If you're in a Western country you benefit from goods made in countries where
wages are very low and the cost of living is low. People of these countries
cannot access many of the commodities that westerners can, such as oil, which
generally has a worldwide price floor. That is, despite the price of food
fluctuating between countries, the price of oil does not. That oil represents
a natural resource that many in the west can enjoy, but the bottom 10% on < $2
per day cannot. How much of our development, how much of our lifestyles in the
West are dependent upon being able to afford oil? Does an entrepreneur in
Central African Republic have the same access to cheap manufacturing (relative
to their earning ability) in the same way that an entrepreneur in the West
does.
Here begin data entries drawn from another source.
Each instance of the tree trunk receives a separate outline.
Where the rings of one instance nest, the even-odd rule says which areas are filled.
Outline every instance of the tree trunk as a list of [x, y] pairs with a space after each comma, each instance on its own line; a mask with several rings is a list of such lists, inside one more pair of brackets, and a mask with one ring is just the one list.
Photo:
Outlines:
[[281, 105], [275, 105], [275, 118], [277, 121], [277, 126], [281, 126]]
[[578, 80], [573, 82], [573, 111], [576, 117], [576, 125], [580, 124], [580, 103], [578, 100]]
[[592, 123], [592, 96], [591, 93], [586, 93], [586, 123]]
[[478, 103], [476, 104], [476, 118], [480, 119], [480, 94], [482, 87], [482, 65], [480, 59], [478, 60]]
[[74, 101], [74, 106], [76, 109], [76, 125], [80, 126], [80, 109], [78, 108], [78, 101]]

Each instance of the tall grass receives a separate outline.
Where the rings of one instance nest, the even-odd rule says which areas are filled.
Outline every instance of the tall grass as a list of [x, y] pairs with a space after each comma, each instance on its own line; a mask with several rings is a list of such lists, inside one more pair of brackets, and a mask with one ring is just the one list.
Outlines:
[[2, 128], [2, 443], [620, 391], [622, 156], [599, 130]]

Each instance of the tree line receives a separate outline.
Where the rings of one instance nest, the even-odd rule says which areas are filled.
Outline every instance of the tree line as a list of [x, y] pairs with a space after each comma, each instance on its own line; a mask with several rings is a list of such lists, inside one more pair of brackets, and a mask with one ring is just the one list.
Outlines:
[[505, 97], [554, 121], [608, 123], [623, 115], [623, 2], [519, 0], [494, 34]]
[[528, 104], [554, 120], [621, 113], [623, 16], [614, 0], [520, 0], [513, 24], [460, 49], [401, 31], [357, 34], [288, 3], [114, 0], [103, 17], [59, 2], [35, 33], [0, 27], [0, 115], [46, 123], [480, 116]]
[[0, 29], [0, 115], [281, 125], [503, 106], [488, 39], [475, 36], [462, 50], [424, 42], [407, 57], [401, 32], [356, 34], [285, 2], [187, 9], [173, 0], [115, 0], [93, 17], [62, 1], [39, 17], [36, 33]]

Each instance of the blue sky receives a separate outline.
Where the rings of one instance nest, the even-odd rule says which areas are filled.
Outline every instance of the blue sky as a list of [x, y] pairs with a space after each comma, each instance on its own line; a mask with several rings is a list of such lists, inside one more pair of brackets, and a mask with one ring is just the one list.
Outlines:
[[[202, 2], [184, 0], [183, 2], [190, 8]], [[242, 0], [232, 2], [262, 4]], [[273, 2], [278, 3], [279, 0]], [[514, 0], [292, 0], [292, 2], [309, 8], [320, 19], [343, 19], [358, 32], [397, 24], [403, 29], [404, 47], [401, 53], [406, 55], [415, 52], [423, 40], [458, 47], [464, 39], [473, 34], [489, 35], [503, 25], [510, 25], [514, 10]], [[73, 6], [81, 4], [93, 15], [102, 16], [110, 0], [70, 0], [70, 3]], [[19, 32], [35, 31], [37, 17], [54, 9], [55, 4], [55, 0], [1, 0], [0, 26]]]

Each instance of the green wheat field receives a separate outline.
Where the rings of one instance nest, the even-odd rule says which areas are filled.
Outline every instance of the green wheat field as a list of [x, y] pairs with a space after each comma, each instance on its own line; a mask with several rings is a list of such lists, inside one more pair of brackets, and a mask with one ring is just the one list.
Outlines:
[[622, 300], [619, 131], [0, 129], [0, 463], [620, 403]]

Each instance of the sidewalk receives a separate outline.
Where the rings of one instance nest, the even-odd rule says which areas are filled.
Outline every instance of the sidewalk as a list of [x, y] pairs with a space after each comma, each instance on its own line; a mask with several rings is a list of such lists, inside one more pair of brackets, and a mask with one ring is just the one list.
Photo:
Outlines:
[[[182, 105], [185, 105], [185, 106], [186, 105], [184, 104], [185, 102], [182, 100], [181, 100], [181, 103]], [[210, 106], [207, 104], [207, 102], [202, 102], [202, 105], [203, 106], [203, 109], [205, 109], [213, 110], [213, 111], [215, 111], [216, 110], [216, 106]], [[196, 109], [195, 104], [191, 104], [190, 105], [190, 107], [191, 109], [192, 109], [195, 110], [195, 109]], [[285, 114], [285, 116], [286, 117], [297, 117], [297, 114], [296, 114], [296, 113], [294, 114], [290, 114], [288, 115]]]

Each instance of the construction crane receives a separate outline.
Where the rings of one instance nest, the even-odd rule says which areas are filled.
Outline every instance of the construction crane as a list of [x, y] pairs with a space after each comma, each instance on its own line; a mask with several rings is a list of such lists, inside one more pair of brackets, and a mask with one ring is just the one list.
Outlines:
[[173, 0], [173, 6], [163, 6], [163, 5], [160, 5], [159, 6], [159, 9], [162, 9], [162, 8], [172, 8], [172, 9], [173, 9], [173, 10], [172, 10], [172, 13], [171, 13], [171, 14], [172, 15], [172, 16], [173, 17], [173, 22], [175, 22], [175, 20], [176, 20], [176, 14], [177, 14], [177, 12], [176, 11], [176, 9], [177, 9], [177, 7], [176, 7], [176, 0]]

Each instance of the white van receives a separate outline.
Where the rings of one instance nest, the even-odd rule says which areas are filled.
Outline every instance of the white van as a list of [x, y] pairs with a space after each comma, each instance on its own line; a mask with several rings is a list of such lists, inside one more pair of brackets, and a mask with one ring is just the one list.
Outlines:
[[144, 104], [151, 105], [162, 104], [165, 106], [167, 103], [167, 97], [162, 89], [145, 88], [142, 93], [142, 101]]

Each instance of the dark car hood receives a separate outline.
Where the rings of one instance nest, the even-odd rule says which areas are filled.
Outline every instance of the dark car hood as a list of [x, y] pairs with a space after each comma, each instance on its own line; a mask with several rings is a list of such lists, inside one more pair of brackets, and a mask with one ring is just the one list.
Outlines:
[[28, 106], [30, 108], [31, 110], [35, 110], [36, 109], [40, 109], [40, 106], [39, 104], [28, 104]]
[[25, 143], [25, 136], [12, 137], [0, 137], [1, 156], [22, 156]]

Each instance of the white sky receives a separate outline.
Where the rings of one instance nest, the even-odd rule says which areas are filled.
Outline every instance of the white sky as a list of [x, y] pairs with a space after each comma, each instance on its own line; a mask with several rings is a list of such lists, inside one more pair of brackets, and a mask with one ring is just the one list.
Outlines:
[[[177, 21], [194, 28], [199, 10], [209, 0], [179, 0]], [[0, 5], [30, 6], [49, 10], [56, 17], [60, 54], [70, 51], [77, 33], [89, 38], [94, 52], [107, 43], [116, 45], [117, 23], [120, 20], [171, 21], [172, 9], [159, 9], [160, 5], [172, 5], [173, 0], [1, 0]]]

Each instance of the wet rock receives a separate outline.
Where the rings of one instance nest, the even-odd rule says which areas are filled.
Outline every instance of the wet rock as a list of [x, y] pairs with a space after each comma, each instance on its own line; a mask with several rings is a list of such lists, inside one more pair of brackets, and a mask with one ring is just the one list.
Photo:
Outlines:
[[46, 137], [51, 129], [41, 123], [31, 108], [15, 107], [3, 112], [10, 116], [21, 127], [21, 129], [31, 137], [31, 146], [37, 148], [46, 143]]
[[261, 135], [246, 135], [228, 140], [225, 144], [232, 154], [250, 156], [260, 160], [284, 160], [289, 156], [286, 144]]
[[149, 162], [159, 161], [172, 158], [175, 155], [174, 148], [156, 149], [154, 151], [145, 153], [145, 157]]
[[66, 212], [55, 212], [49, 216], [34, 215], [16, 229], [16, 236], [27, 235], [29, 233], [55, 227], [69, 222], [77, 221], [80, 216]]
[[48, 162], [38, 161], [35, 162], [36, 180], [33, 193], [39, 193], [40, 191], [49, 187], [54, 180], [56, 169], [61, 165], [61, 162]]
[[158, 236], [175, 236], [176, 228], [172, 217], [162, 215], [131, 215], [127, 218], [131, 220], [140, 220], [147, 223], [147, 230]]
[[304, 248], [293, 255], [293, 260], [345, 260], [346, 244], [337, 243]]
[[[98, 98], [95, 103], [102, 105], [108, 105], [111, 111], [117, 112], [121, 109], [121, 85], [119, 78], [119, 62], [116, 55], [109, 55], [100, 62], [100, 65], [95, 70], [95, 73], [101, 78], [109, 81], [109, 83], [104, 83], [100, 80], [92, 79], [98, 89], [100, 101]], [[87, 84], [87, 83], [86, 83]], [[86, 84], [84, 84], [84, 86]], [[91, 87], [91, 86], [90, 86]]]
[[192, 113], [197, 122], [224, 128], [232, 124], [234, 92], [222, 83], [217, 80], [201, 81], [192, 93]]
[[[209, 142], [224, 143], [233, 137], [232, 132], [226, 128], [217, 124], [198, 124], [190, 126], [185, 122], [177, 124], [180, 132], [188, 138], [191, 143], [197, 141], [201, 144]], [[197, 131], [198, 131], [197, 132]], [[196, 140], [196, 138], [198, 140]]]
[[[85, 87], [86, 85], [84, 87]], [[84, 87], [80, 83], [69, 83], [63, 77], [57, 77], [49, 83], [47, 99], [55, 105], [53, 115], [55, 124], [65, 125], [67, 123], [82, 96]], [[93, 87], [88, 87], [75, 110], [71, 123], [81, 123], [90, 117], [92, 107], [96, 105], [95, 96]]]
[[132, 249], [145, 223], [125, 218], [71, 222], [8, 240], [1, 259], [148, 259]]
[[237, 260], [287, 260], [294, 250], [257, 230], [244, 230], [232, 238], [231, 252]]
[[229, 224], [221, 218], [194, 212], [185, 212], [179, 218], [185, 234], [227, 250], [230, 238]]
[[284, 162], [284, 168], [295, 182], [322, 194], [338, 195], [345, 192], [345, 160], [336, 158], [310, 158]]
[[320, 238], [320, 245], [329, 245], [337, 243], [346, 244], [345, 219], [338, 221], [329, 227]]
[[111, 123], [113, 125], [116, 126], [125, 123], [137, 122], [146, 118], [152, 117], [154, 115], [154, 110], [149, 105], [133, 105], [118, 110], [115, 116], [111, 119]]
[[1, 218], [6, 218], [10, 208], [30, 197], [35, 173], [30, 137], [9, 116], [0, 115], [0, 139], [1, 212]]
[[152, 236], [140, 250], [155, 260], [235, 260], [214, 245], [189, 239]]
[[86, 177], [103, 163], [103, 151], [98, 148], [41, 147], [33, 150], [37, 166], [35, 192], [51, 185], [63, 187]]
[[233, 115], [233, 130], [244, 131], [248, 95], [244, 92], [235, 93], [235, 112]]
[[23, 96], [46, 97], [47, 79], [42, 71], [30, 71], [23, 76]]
No.

The second person used in the article to "explain" why the figure is
misleading, despite having a career made largely on the back of denying wealth
inequality as a problem and the link being to a website called "cafe hayek",
merely divides $17.5 trillion by the population of the world at the time and
gets approximately the same as what I do.

What, precisely, did the top eight do that was so great a service to humanity
that it entitles them to the same* purchasing power of natural resources as
the poorest half of the world, especially given that the more valuable
resources accumulated over millions of years? There's at least three of those
figures whose vehicles of wealth accumulation are not universally worshipped
in this community: Bill Gates (Microsoft), Mark Zuckerberg (Facebook) and
Larry Ellison (Oracle).

*ignoring asset liquidity, which is arguably a big problem when discussing the assets of the super rich.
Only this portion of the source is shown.